Let us now look at the benefits of a buy-back repurchase plan.
Advantages of Buy-Back of Shares
- This buy-back allows you to buy shares at a lower price and return them at a higher price and get a good capital gain in a short period of time.
- Despite the low market price, the company is repurchasing shares at a higher price, so the overall market outlook on the company can be positive. Therefore, the price of this company is likely to increase further in the future.
- Shareholders who earn more than Rs 10 lakh per annum in the form of dividends are taxable. Instead of paying dividends, they may be subject to lower tax returns.
- As the buy-back reduces the number of shares in the market, the price of the company may go up after the buy-back as per the demand-supply rules.
- This increases the liquidity of the shares.
The Benefit to the Company
- If a company / promoter is confident that the credit of their company is much higher than the market price, then the company can prove its confidence in the market by bringing a buy-back proposal.
- After the buy-back, the company’s share capital decreases, but there is no reason for the incident to affect the company.

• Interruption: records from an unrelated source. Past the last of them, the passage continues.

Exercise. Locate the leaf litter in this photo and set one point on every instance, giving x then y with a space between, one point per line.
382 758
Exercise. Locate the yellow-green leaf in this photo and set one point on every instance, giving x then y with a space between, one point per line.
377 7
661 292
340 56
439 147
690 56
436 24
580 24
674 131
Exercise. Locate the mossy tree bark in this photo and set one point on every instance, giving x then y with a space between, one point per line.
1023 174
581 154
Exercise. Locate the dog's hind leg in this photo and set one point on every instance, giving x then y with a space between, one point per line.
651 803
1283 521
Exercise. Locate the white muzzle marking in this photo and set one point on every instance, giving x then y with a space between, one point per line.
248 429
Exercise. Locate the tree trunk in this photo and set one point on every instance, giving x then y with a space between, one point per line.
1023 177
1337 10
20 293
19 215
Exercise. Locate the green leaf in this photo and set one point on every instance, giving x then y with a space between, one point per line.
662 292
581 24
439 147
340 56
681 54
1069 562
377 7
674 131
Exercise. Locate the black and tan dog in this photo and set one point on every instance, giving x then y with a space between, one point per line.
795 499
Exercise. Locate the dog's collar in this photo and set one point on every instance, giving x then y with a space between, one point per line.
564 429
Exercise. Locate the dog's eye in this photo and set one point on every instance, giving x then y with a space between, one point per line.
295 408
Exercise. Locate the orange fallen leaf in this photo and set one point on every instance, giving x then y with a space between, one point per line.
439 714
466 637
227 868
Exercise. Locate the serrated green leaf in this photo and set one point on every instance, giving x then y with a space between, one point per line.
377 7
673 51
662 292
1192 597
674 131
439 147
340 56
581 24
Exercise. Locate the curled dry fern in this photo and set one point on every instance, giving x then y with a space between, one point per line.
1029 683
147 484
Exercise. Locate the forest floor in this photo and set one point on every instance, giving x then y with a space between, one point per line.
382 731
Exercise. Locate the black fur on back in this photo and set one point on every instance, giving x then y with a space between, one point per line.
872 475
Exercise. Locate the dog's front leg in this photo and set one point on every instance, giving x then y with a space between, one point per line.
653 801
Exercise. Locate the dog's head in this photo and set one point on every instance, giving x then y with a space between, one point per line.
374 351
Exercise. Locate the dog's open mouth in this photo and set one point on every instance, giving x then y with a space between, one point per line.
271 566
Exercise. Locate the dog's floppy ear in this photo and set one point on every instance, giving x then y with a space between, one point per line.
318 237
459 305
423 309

Therefore, even if the company’s income remains the same, it is divided into fewer shareholders. The result is an increase in the company’s stock.
- Often after a buy-back, the company’s market value rises sharply. (E.g. Infosys’s market price is much higher than last year’s buy-back price.)
Appropriate use of cash – Cash Management
- Cash accumulated by companies is sometimes not necessary for a new project. In such a case, the company can return the inactive cash to the shareholders in the form of buy-back. But it also implies that the issue is not in front of a new incremental project. This is sometimes seen in a negative light in the market.
- But in most buy-back cases, the company is viewed with confidence.
In the near future we see the government trying to achieve its investment target through buy-back. This makes it possible for the government as a whole to raise a large amount of money for development. The repurchase of various government companies is an indication of this. E.g. The buy-back scheme of companies like Indian Oil, ONGC, Bharat Electronics was recently implemented. In addition to the government, ordinary investors can also take advantage of this scheme. The investment target of Rs 80,000 crore a year and the promise of many repurchase opportunities in the years to come.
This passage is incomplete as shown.